Von Gerhard Zwerenz

Hier gibt es unterdrückte, ausgebeutete Klassen, aber keine einzige herrschende, maximal von Zwängen befreite Oberklasse. Kleinwagen müssen Großwagen weichen, schnelle Fahrzeuge stoßen auf die schnöde Widerspenstigkeit der Untermotorisierten, den Pkw-Verkehr behindert der Lkw-Verkehr, der Lkw-Verkehr rollte viel besser und flüssiger ohne den Pkw-Verkehr.

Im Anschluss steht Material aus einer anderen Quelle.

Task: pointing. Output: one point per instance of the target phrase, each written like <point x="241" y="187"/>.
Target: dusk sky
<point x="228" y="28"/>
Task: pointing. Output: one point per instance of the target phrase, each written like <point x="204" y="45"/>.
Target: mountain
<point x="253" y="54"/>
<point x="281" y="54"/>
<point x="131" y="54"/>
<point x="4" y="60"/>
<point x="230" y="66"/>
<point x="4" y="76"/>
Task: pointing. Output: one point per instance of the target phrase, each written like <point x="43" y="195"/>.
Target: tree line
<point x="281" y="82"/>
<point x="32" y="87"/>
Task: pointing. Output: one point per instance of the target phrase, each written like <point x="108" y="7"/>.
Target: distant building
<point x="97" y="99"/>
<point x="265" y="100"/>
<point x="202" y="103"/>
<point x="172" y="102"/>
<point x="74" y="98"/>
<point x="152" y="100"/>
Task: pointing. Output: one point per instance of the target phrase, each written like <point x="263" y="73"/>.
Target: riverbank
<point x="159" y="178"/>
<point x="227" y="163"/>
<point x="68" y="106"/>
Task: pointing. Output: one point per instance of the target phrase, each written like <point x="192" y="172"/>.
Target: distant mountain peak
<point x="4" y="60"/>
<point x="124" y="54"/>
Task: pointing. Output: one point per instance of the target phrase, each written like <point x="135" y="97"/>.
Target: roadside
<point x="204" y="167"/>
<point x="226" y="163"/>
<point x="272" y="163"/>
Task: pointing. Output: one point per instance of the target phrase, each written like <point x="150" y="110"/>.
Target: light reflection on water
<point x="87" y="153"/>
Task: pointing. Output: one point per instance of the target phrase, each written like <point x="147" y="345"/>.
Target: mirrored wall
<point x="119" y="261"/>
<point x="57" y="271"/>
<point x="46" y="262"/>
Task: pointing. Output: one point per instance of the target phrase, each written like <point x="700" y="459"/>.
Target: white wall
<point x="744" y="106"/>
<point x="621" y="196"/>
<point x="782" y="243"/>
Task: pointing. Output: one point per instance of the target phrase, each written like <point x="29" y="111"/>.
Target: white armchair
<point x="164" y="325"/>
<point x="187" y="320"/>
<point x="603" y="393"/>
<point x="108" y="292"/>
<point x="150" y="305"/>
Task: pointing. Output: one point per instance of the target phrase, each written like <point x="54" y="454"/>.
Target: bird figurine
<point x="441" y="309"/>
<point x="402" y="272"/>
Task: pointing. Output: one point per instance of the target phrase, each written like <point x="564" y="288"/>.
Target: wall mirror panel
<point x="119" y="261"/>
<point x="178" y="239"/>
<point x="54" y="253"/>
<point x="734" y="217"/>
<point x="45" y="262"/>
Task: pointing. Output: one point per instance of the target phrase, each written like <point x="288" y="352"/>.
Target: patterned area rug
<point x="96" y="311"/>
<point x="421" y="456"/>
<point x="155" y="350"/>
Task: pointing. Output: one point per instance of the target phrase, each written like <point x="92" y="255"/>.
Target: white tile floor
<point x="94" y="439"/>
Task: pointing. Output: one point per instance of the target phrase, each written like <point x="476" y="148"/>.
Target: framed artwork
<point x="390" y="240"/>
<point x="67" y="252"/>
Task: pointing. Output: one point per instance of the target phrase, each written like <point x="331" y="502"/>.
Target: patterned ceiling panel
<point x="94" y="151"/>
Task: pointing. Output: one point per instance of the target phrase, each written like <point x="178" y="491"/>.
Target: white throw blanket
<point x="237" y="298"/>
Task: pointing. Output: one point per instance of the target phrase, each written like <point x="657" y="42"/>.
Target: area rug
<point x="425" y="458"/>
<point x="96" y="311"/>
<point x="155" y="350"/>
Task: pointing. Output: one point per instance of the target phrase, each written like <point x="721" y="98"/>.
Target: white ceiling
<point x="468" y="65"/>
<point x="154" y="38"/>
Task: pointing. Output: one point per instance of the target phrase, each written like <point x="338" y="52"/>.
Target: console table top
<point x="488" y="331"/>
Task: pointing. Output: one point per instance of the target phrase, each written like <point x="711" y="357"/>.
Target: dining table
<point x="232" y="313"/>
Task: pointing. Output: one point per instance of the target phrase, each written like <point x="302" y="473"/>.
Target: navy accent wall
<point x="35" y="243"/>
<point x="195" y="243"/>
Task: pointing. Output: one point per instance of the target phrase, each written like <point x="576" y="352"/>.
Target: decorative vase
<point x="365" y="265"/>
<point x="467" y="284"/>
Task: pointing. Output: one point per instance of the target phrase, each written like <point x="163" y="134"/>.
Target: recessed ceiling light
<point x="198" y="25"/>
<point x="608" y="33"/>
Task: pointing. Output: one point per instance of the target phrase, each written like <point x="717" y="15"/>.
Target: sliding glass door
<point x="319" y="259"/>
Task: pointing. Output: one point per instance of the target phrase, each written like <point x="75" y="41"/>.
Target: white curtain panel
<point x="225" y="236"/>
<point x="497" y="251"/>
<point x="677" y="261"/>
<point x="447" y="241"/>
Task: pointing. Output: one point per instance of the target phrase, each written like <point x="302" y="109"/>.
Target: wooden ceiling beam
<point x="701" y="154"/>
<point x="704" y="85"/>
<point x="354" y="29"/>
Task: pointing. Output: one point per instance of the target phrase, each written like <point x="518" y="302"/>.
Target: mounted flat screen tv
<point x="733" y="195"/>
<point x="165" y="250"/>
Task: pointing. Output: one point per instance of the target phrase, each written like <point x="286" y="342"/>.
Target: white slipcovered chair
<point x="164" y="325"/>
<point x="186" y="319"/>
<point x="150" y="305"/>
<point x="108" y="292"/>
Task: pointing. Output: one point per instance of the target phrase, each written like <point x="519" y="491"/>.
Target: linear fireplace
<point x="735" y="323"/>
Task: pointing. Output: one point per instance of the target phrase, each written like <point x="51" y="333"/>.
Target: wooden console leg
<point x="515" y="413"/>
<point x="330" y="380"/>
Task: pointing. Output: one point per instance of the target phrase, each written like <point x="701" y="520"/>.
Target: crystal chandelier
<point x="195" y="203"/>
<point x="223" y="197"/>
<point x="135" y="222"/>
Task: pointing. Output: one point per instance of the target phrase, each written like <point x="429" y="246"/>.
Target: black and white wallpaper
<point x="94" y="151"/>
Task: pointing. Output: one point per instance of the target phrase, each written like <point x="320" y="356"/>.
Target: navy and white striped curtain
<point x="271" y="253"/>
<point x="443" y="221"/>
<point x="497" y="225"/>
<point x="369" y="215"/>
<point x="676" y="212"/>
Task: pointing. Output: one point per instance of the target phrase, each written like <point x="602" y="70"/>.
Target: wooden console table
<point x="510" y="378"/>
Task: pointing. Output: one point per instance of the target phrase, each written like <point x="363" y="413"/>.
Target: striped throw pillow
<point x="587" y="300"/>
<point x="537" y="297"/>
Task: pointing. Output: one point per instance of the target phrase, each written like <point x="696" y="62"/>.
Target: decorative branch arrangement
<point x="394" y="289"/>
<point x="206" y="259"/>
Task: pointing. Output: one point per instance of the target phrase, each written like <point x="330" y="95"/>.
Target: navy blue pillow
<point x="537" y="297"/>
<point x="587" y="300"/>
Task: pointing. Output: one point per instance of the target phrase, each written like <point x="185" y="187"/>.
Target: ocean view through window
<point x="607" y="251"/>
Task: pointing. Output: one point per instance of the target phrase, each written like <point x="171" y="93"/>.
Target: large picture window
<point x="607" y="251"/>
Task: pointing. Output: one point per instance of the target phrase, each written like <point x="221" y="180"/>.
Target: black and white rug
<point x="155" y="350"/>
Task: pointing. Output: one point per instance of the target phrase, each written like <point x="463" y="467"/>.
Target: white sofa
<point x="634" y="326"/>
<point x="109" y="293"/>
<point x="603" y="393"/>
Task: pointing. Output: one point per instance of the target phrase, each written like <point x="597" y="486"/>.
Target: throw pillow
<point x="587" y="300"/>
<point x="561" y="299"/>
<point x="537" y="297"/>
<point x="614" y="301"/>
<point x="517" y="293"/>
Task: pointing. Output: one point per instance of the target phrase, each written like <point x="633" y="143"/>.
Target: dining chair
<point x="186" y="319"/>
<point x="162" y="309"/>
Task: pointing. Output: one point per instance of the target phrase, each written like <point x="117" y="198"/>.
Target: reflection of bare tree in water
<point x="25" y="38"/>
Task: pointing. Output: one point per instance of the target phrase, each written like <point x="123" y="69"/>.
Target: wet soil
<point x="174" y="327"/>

Entsprechend sind die Wunschvorstellungen; selten wagt einer seine Traumwelt auszusprechen, ihre Träume hegen sie alle. Jeder hält von seiner Klasse mehr als von anderen. Sonntags, während des Lkw-Fahrverbots, wenn die Personenwagen unter sich sind, macht das Fahren viel mehr Spaß; werktags hindern die Unmengen von Pkws die Lkw-Massen daran, die Autobahn zu der reinen. Güterverkehrsstrecke zu perfektionieren, als die sie sie sehen. Endlich der Krieg zwischen Schnell und Langsam, zwei Stunden braucht der Fixe von München nach Frankfurt, wäre die Strecke frei, der Gemächliche kontert: Wie schön und genießerisch ließe die Fahrt sich an, liefe man nicht immer Gefahr, von den Rasern aufgespießt, zerschellt, torpediert zu werden.

Unterdrückt sind alle. Keiner lebt im Reich der Freiheit, das er sich einfordert. Was oben ist, muß nur zu oft herunter, was unten war, steigt triumphierend auf, kann es in bedächtiger Reisegeschwindigkeit die Überholspur blockieren.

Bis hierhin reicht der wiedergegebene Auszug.